Öcalan’ın silah bırakma çağrısı yapmasına bu partilerin karşı çıkacağı mı düşünülüyor?

“Güç verdikleri yeni paradigma” silahların kayıtsız şartsız bırakılması ve Suriye’deki uzantısı dahil örgütün kendini feshetmesiyse ve konunun “Kürt kardeşlerimizle ilgisi yok” ise bu heyetler niye gidip geliyor?

* * *

Milletvekillerinin söz özgürlüğü yok mu?

İmralı heyeti TBMM’de parti gruplarını dolaşırken, 14 milletvekilinin yasama dokunulmazlığının kaldırılması ile ilgili Cumhurbaşkanlığı tezkereleri TBMM Başkanlığı’na ulaştı. Orada burada konuşmuşlar, söyledikleri sözlerin bazılarının Cumhurbaşkanı’nın hoşuna gitmeyeceğini düşünen savcılar da fezlekeyi basmışlar!
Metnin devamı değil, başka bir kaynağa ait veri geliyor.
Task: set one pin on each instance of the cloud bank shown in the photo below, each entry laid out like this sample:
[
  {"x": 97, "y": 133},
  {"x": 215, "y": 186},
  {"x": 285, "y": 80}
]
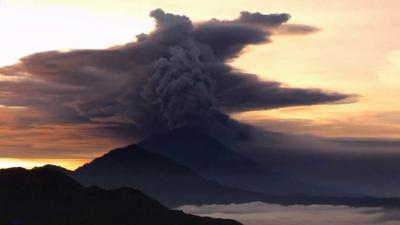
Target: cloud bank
[
  {"x": 175, "y": 76},
  {"x": 258, "y": 213}
]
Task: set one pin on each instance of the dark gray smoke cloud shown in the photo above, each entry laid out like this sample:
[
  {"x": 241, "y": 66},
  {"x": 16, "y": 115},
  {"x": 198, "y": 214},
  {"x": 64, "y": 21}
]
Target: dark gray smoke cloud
[{"x": 175, "y": 76}]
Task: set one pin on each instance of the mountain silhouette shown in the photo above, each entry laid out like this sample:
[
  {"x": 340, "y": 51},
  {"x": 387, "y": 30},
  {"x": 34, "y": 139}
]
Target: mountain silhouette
[
  {"x": 212, "y": 160},
  {"x": 44, "y": 196},
  {"x": 156, "y": 175}
]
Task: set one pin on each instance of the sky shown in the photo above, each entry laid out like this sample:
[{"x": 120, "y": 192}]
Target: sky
[{"x": 356, "y": 51}]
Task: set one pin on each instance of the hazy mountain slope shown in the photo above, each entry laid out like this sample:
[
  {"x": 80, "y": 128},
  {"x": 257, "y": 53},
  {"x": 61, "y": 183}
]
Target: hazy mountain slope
[
  {"x": 157, "y": 176},
  {"x": 212, "y": 160}
]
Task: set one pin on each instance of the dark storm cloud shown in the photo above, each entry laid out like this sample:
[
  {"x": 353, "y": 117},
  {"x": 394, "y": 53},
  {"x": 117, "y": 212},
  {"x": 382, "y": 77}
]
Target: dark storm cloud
[{"x": 175, "y": 76}]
Ya adı bir türlü konulamayan “yeni paradigma” için söyleyecekleri de savcıların hoşuna gitmezse ne olacak?

 

Adı olmayan “bu şey” için adres olarak TBMM gösteriliyor.

Cumhurbaşkanlığı sistemine geçtiğimizden beri Meclis aslına bakarsanız her önemli mesele için “dış kapının mandalı” konumunda.

Ne yürütmeyi denetleyebilecek bir gücü var ne de bunu yapma niyeti.

Ama “bu şey” her ne ise onun adresi TBMM imiş, iktidarı da muhalefeti de adresi böyle tarif ediyor.

“Bu şey” heyeti TBMM’de parti gruplarını dolaşırken, 14 milletvekilinin yasama dokunulmazlığının kaldırılması ile ilgili Cumhurbaşkanlığı tezkereleri TBMM Başkanlığı’na ulaştı.

Aralarında CHP, İYİP, DEMP Genel Başkanları da olan 14 milletvekili hakkında 17 tezkere!

Bu milletvekilleri ne suçlar işlemiş ki Cumhurbaşkanlığı, TBMM’ye yazı yazıp, “dokunulmazlıklarını kaldırın, mahkemelerde yargılansınlar” diyor diye baktım.

Hayır; cinayet, uyuşturucu kaçakçılığı, altın kaçakçılığı, müessir fiil gibi suçlar yok.

Orada burada konuşmuşlar, söyledikleri sözlerin bazılarının Cumhurbaşkanı’nın hoşuna gitmeyeceğini düşünen savcılar da fezlekeyi basmışlar!

Konuştukları ve söyledikleri sözleri rejimin bekçilerine beğendiremedikleri için dokunulmazlıkları kaldırılacak, mahkemede yargılanacaklar.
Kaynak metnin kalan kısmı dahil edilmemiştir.